The image is blurred more and more, then the difference of consequetive images is taken.

def accum_blur( images ):
    rest, tail = images[:-1], images[-1]
    return rest + [ tail, cv2.GaussianBlur( tail, (5, 5), 10 ) ]

def DoG_tree( image, depth = 4, width = 8 ):
#     layer = [ cv2.GaussianBlur( image, (i, i), 10 ) for i in range(11, 27, 2) ]
    layer = reduce( lambda x, y : accum_blur(x), range( width - 1 ), [image] )
    fig, axs = plt.subplots( 1, len(layer), figsize = (32, 32) )
    for _ in starmap( show_image, zip( layer, axs )): pass
    
    for _ in range( depth - 1 ):
        layer = list(starmap( sub, zip( layer[1:], layer[:-1] ) ))
        fig, axs = plt.subplots( 1, len(layer), figsize = (32, 32) )
        for _ in starmap( show_image, zip( map( to_255, layer ), axs )): pass
        
image = load_image( 'table_things.jpg' )
image_gray = cv2.cvtColor( image, cv2.COLOR_RGB2GRAY )
DoG_tree( image_gray )

png

png

png

png

Spatial Gradient Descriptors

gauss_image = np.zeros((16, 16))
mean = ( gauss_image.shape[0] / 2, gauss_image.shape[1] / 2 )
std = gauss_image.shape[0] / 5
G = partial( gauss, std, mean )
zs =  starmap( G, indices( gauss_image ) )
for v, (i, j) in zip( zs, indices( gauss_image ) ):
    gauss_image[ i, j ] = v

ax = show_image( gauss_image, interpolation = 'none' )
U, V = gradient_vectors( gauss_image )
ax.quiver( U, V, color='#00ff00', angles='xy' )
plt.show()

png

def show_spatial_gradient_descriptor( image, window ):
    x, y, w, h = window
    win_image = image[ x:x+w, y:y+h ]

    fig, axs = plt.subplots(1, 3, figsize=(12, 4))

    rgb = cv2.cvtColor( image, cv2.COLOR_GRAY2RGB )
    highlighted = cv2.rectangle( rgb, 
                                (y, x), (y+h, x+w), 
                                (0, 255, 0), 2 )
    show_image( highlighted, axs[0] )
    axs[0].set_title( 'highlighting the window' )
    
    show_image( win_image, axs[1], interpolation='none' )
    U, V = gradient_vectors( win_image )
    axs[1].quiver( U, V, color='#00ff00', angles='xy' )
    axs[1].set_title( 'gradient vectors in window' )
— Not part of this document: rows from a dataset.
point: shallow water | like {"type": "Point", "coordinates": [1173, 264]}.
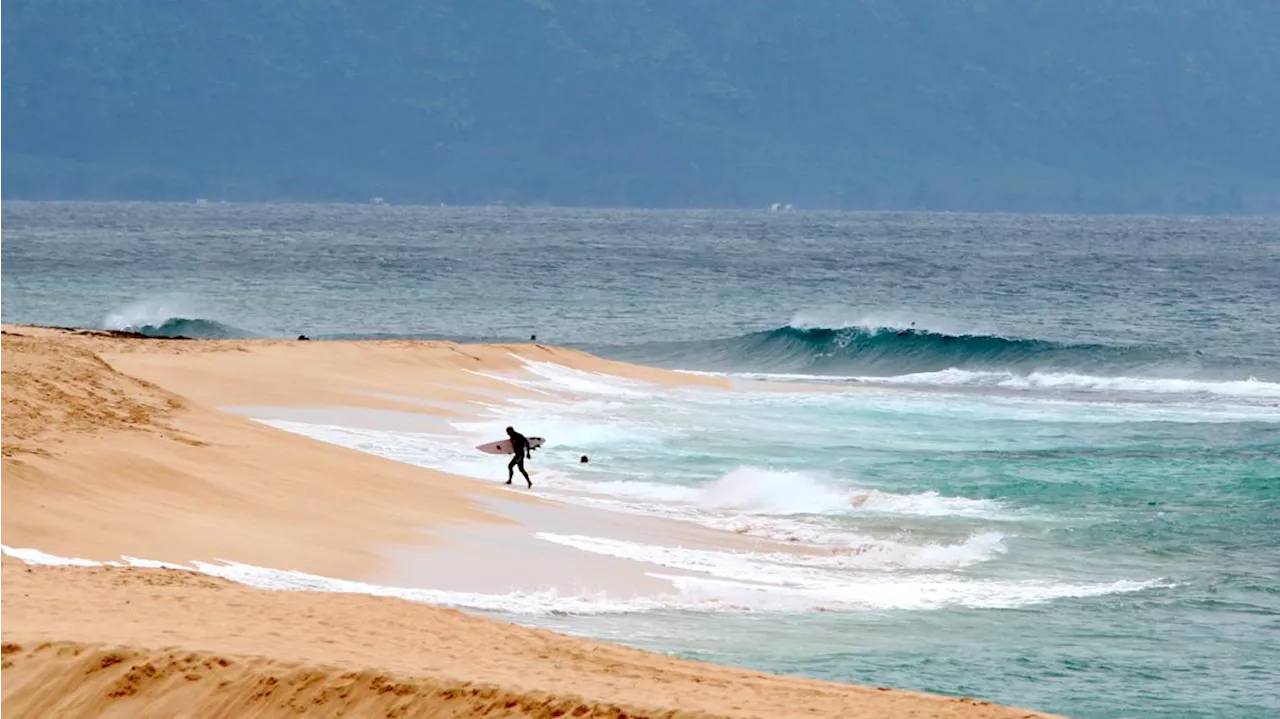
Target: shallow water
{"type": "Point", "coordinates": [1059, 489]}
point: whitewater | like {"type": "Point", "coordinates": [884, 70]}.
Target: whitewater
{"type": "Point", "coordinates": [1029, 458]}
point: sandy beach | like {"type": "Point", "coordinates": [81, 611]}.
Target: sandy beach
{"type": "Point", "coordinates": [122, 447]}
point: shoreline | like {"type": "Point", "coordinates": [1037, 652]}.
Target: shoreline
{"type": "Point", "coordinates": [123, 447]}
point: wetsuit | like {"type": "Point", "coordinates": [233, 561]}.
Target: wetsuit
{"type": "Point", "coordinates": [520, 448]}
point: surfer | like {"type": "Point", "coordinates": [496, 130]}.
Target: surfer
{"type": "Point", "coordinates": [521, 449]}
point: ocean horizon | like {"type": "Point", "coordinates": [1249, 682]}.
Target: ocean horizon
{"type": "Point", "coordinates": [1031, 458]}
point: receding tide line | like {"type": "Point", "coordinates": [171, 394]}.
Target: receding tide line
{"type": "Point", "coordinates": [695, 594]}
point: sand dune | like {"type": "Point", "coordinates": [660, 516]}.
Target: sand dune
{"type": "Point", "coordinates": [114, 447]}
{"type": "Point", "coordinates": [146, 642]}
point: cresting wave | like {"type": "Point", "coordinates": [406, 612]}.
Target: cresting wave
{"type": "Point", "coordinates": [169, 317]}
{"type": "Point", "coordinates": [910, 355]}
{"type": "Point", "coordinates": [187, 328]}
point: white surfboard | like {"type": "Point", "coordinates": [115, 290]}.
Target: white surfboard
{"type": "Point", "coordinates": [503, 447]}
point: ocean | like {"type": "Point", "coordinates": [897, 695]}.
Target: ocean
{"type": "Point", "coordinates": [1037, 457]}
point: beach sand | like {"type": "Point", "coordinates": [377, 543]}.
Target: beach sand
{"type": "Point", "coordinates": [117, 447]}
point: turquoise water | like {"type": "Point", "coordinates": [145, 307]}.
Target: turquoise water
{"type": "Point", "coordinates": [1136, 571]}
{"type": "Point", "coordinates": [1041, 466]}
    angles = np.arctan2(V, U).flatten()
    axs[2].hist( angles, 8, facecolor='green', alpha=0.75 )
    axs[2].set_title( 'spatial gradient descriptor for window' )
    axs[2].set_xlim([ -3.5, 3.5 ])

    plt.show()
image = load_image( 'table_things.jpg' )
image_gray = cv2.cvtColor( image, cv2.COLOR_RGB2GRAY )
denoised = cv2.fastNlMeansDenoising( image_gray )
window = (160, 280, 16, 16)
show_spatial_gradient_descriptor( denoised, window )
window = (300, 250, 16, 16)
show_spatial_gradient_descriptor( denoised, window )

png

png

The first descriptor has more variation in the angles, hence is more distinctive and better for matching than the second descriptor.